Los Filos has proven and probable reserves of 40.7 million tonnes grading 1.3 grams gold per tonne for 1.71 million contained ounces. Only counting current reserves, the mine foresees an eight-year life and the production of 1.3 million oz. gold at an average AISC of US$803 per oz. gold.
Mineralization is hosted by, or spatially associated with, marble and skarn alteration formed during contact metamorphism of the carbonates. Massive magnetite, hematite, goethite and jasperoidal silica — with minor associated pyrite, pyrrhotite, chalcopyrite and native gold — typically occur in the veins and metasomatic replacement bodies that developed at the contacts between the carbonates and intrusive rocks.
Bermejal extends at least 400 metres below open-pit operations. The deposit hosts measured and indicated resources of 4.7 million tonnes averaging 6.65 grams gold and 22.37 grams silver for 1.01 million contained oz. gold and 3.4 million contained oz. silver. There is another inferred resource of 4.2 million tonnes averaging 5.05 grams gold for 0.68 million contained ounces, which has been the focus of recent infill drilling.
On Feb. 8, Leagold released a preliminary economic assessment modelling an underground expansion at Bermejal that would require US$47 million in capital expenses. The development could add 1.4 million oz. gold production over an eight-year mine life at an average US$439 per oz. AISC.
“We’re going to start a program to expand the Bermejal underground right away, but there is also significant additional potential to extend the mine life way beyond its current nine years,” Woodyer said.
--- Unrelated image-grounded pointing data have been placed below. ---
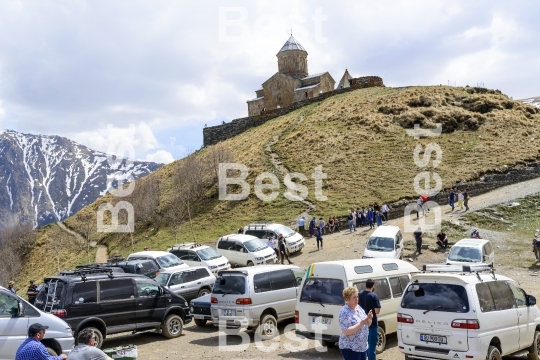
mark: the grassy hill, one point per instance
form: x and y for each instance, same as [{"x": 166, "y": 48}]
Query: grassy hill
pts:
[{"x": 358, "y": 138}]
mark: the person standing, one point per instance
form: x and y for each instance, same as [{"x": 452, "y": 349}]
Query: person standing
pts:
[
  {"x": 31, "y": 293},
  {"x": 418, "y": 237},
  {"x": 283, "y": 249},
  {"x": 354, "y": 323},
  {"x": 369, "y": 302},
  {"x": 32, "y": 348}
]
“The underground exploration is obviously a priority, since we need to make sure our feasibility study is optimal. Goldcorp is completing a drill program right now, but we’ll add step-out and infill of our own. There is also regional potential we have to realize, however, so I would expect us to spend more on exploration moving forward,” he adds.
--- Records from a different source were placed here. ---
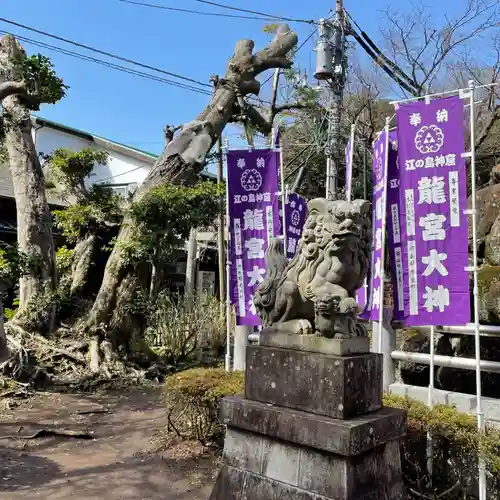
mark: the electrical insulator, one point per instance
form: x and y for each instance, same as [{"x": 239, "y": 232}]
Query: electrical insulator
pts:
[{"x": 324, "y": 61}]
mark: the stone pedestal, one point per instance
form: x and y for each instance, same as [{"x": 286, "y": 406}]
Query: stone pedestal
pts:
[{"x": 311, "y": 425}]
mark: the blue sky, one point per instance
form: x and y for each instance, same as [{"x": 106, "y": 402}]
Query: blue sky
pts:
[{"x": 132, "y": 110}]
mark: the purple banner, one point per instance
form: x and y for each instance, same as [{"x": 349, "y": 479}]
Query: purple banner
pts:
[
  {"x": 348, "y": 170},
  {"x": 397, "y": 255},
  {"x": 253, "y": 221},
  {"x": 433, "y": 196},
  {"x": 379, "y": 173},
  {"x": 295, "y": 216},
  {"x": 362, "y": 300}
]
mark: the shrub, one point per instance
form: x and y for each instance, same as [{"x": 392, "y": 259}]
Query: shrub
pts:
[
  {"x": 456, "y": 447},
  {"x": 178, "y": 328},
  {"x": 193, "y": 402}
]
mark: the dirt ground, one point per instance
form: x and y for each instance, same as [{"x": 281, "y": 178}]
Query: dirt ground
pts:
[{"x": 118, "y": 462}]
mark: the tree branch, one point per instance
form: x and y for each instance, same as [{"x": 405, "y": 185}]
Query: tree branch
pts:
[
  {"x": 487, "y": 129},
  {"x": 11, "y": 88}
]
Woodyer also comments that a “smaller, perhaps less traditional mining company” such as Leagold can look at Los Filos from a “different perspective” than a major.
Leagold could contemplate the economic potential of another process facility, as well as an agglomeration circuit.
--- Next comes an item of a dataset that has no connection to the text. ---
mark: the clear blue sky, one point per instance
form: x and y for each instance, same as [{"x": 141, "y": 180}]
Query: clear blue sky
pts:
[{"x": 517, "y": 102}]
The company intends to fund the Bermejal expansion, and auxiliary operational improvements, via its starting capital position and future cash flows.
“The Bermejal underground has had a permit application submitted and received for the portal and decline that would access the deposit,” Leagold senior vice-president of technical services Doug Reddy says. “We’re just going through the final phases of reviewing the project designs at the moment. Development could commence in the second quarter. When it eventually becomes part of the full production schedule there would likely need to be a permit revision, but that shouldn’t be a big deal, because it’s all within the footprint of the existing mine and facilities.”
Leagold also hopes to explore more near-mine and regional targets at Los Filos later on. The company sees potential in the immediate vicinity of the Bermejal open pit and the San Pablo prospect. Reddy estimates that there is over 30 km of strike of intrusive contact on the broader property package, and sees prospectivity in the past-producing Guadalupe deposit.
“More people are looking for assets right now. It’s very market-driven in terms of the availability of capital, and there was competition for this asset,” Woodyer says. “There are a number of other seniors that may look to divest similar projects, and that plays into our feeling that this is a great time to develop a new company. We looked at Los Filos and dropped everything else, because it’s such a good mine. We can see the expansion upside, and that makes it a great asset for us to get a head start.”